Planting seeds of resilience in Milwaukee – photo essay
Fostering Ecological Hope
Today from Margaret Swedish:
I awoke today to two disturbing front page headlines: State median income plummets, and Poverty numbers spike in Milwaukee. The news is appalling as more people in my city and state fall into a the growing mire of unemployment, home foreclosure, declining neighborhoods, a seemingly intractable path of misery, insecurity, and fear.
The second article for me is a perfect measure of the moral bankruptcy of our economic system. It reports that 171,521 people in my city are living in poverty, nearly 30% of the population, and about half of the city’s children. That this is acceptable in the sense that we are doing so little as a society or polity to address it is a mark of our moral failure.
Okay, so I didn’t start out here on a note of resilience. But I’m going there now because, despite this, and against all odds, some remarkable things are happening in Milwaukee. Seeds of resilience, of faith in the human spirit, are being planted, one neighborhood at a time.

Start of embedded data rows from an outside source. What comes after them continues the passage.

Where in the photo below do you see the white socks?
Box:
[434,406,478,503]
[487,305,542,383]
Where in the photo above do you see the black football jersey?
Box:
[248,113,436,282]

Day before yesterday, I had the privilege of participating in the first-ever Eco-Spirit bus tour organized by the Interfaith Conference of Greater Milwaukee and the Interfaith Earth Network. We spent 4 hours touring places of urban decay and urban renewal. We had an opportunity to see how some of the smallest initiatives can have real impacts in parts of the city that seem overwhelmed by the challenges reflected in that rising poverty rate.
I have reflected before that a new food culture is showing great potential for opening paths for ecological renewal and wholeness, a reclaiming of the dignity of the human spirit and human labor. In the communities being formed around urban gardens and reclamation of parks and blighted streets, in the work of reclaiming neglected and abandoned neighborhoods one block at a time, something is being born here. If these seeds can be nurtured, if what grows out of them can flourish enough that they start growing more and more into one another, we may find one of these days that we have created a new culture in the City of Milwaukee that has the well-being of humans in healthy ecological communities at its core.
These are just a few examples:
The 30th Street industrial corridor is a neighborhood notorious for industrial blight. Once a manufacturing heart of the city, factories that employed thousands of people began to close, some fleeing in the middle of the night, leaving behind a toxic mess and neighborhoods fallen into ruin. The scale of this corridor is hard to describe. 2-3 feet of toxic sludge covers the earth, accumulated over a century of manufacturing. The city is now trying to clean it up in a massive reclamation project. For info, click here.
The model for the redevelopment of the 30th St. corridor is the decades-long effort that has gone into cleaning up and revitalizing the Menomonee River Valley, an industrial center of the city. New businesses are growing up in the valley (including a solar panel factory that we visited, built practically in the shadows of WE Energy’s grossly polluting coal power plant), and many of them have cooperated with the city in cleaning up the river and restoring its natural habitats. Many company employees volunteer in river clean-up and renewal projects.
On a smaller scale, there is the example of Alice’s Garden, “a robust urban resilience project that is nourishing the surrounding Lindsay Heights community by fostering opportunity, building social networks and promoting healthy lifestyles.” It continues to be a remarkable, delightfully jarring experience to come upon the gardens right in the heart of the urban milieu. Do visit the site to learn about the significance of this project to our community. It can serve as model – everywhere.
The house pictured at the side of this urban garden was once a site for prostitution and drug trafficking. But then the neighborhood had had enough. Please read the Walnut Way story. I promise it will inspire you.
What can one community do? What can one church do? Plenty, if it is really committed to a neighborhood. We stopped by All Peoples Lutheran Church where a whole lot is going on. We were particularly interested in visiting the garden where youth get in touch with the earth, learn important skills, and find dignity and self-worth in the process. In a neighborhood with many boarded up houses and plenty of poverty, the congregation is contributing towards a renewal of life and spirit. I believe more and more that these are the seeds of the new future we must begin to envision, to dream into existence by putting our hands to the plow, so to speak. A nice story here about the church’s plans to build a greenhouse and offer job training for neighborhood youth.
We will grow into the new way of life one community, one neighborhood, one reclaimed natural area at a time. We will do it by sharing these projects together, by restoring through the work of our hands and hearts our true dignity and self-worth, which have been so violated by the market economy, and by degrading poverty, racism, neglect, abandonment, or simply indifference, by chasms between rich and poor. The seeds that make the food, that restore quality of life to a neighborhood, are also planted in human hearts.
Really, you should just see the life, energy, and enthusiasm in the people we met. This is the New Creation being reborn in our time.